A Mycoplasma strain F38 growth-inhibiting monoclonal antibody (WM-25) identifies an epitope on a surface-exposed polysaccharide antigen.

Monoclonal antibody (MAb) WM-25 differentiates by in vitro growth inhibition Mycoplasma capricolum subsp. capripneumoniae (Mycoplasma strain F38), which causes contagious carpine pleuropneumonia, from other Mycoplasma spp. (F. R. Rurangirwa, T. C. McGuire, A. J. Musoke, and A. Kibor, Infect.
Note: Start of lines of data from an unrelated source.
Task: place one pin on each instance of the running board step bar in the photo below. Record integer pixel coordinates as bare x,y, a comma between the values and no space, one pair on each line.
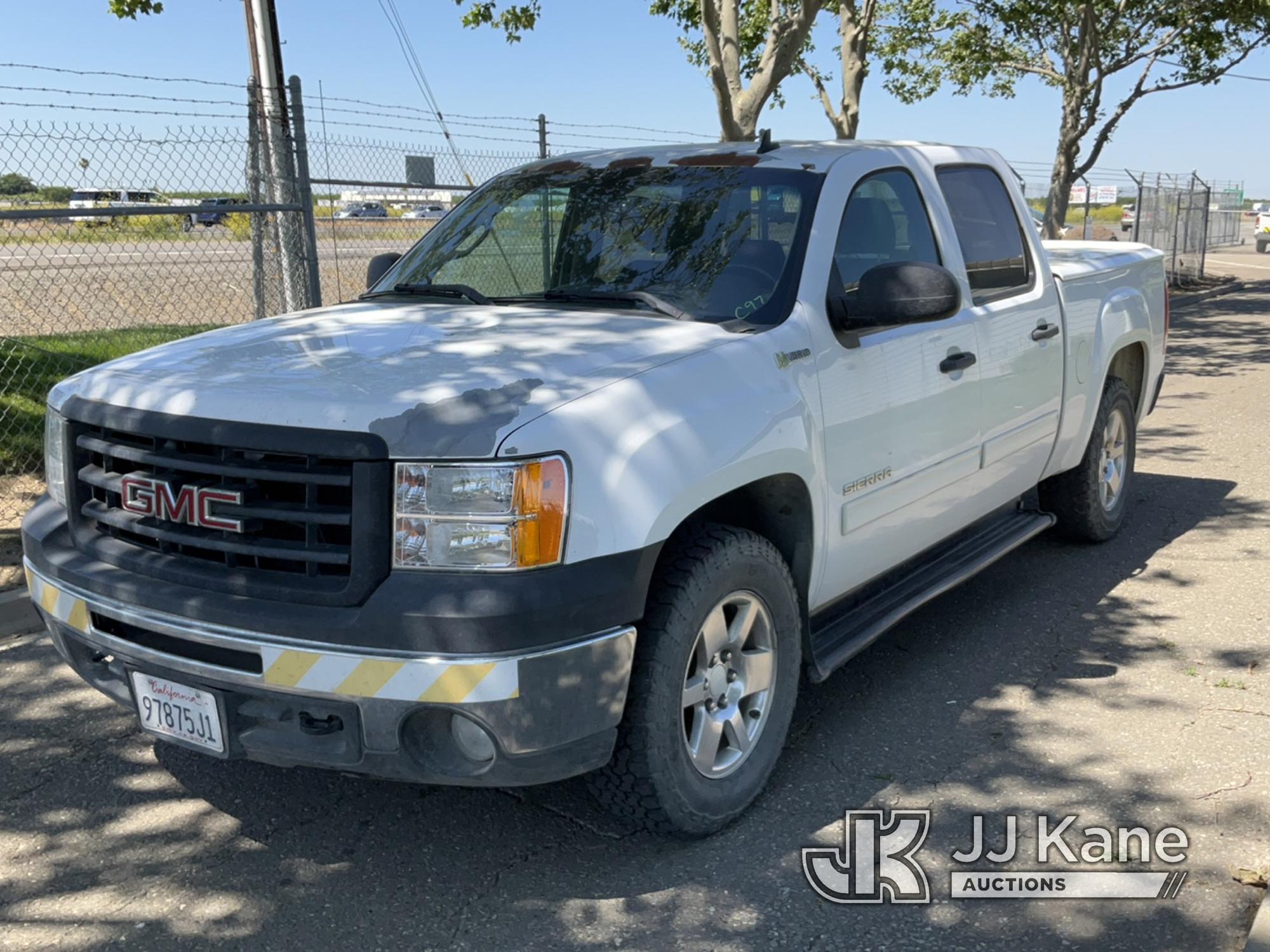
854,623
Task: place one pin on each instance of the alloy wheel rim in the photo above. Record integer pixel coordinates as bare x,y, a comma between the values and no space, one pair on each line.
1114,459
728,685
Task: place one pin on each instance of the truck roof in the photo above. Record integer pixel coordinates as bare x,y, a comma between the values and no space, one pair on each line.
799,154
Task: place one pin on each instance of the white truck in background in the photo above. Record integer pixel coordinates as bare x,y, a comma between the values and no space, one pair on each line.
595,473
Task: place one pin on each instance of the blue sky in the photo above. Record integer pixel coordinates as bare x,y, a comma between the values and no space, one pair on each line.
591,62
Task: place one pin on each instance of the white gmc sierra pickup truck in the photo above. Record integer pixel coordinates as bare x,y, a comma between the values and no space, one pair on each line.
596,472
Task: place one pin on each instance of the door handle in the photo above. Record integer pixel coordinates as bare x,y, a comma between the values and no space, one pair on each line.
957,362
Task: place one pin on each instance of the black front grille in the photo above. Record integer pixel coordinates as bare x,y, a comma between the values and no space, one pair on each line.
308,531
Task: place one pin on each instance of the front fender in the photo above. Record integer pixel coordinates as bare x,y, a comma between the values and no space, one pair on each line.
648,451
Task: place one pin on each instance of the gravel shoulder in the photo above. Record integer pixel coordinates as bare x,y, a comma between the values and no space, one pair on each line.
1126,684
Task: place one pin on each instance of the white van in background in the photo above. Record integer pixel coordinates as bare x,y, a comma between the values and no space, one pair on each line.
109,199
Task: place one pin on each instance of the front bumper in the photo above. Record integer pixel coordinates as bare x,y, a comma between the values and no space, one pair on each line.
551,714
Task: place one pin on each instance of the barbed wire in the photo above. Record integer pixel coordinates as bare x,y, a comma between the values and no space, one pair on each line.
424,133
124,96
426,112
618,126
412,119
120,76
115,110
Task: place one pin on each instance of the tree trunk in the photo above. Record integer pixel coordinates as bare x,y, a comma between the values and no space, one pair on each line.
855,67
1064,173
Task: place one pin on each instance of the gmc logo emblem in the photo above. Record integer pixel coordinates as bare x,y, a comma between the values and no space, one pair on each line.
191,506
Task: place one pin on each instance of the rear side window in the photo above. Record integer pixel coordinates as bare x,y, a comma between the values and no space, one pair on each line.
989,233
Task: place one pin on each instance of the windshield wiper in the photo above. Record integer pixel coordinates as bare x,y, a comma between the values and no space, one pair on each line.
441,290
645,298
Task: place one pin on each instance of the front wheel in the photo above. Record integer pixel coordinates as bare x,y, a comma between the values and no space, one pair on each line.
1092,499
713,689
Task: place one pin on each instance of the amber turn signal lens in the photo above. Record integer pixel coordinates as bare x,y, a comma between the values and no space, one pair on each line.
542,492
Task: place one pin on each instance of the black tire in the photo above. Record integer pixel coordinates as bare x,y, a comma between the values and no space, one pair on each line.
651,780
1075,496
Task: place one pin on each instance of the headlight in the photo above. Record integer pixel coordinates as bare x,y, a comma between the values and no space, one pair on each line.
55,455
481,516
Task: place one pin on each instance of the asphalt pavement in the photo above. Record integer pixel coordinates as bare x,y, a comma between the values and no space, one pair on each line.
1126,684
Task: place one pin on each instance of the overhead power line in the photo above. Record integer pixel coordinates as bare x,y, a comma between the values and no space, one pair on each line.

Immun. 55:3219-3220, 1987). The antigen identified by MAb WM-25 was isolated from solubilized Mycoplasma strain F38 organisms by MAb WM-25 affinity chromatography and was stained with Schiff's reagent, but not with Coomassie blue, after separation by sodium dodecyl sulfate-polyacrylamide gel electrophoresis. Treatment of purified F38 polysaccharide with periodate abolished binding with MAb WM-25, and MAb WM-25 binding was blocked with laminarin, a complex oligosaccharide with beta(1-->3) sugar linkages. Purified F38 polysaccharide blocked both growth inhibition and agglutination of live F38 organisms caused by MAb WM-25 and rabbit antiserum to F38 organisms. The results in this paper demonstrate that MAb WM-25 binds a periodate-sensitive epitope on the F38 polysaccharide which is also exposed on the surface of Mycoplasma strain F38. Because MAb WM-25 also causes in vitro growth inhibition of F38, the reactive polysaccharide epitope may induce protective immune responses.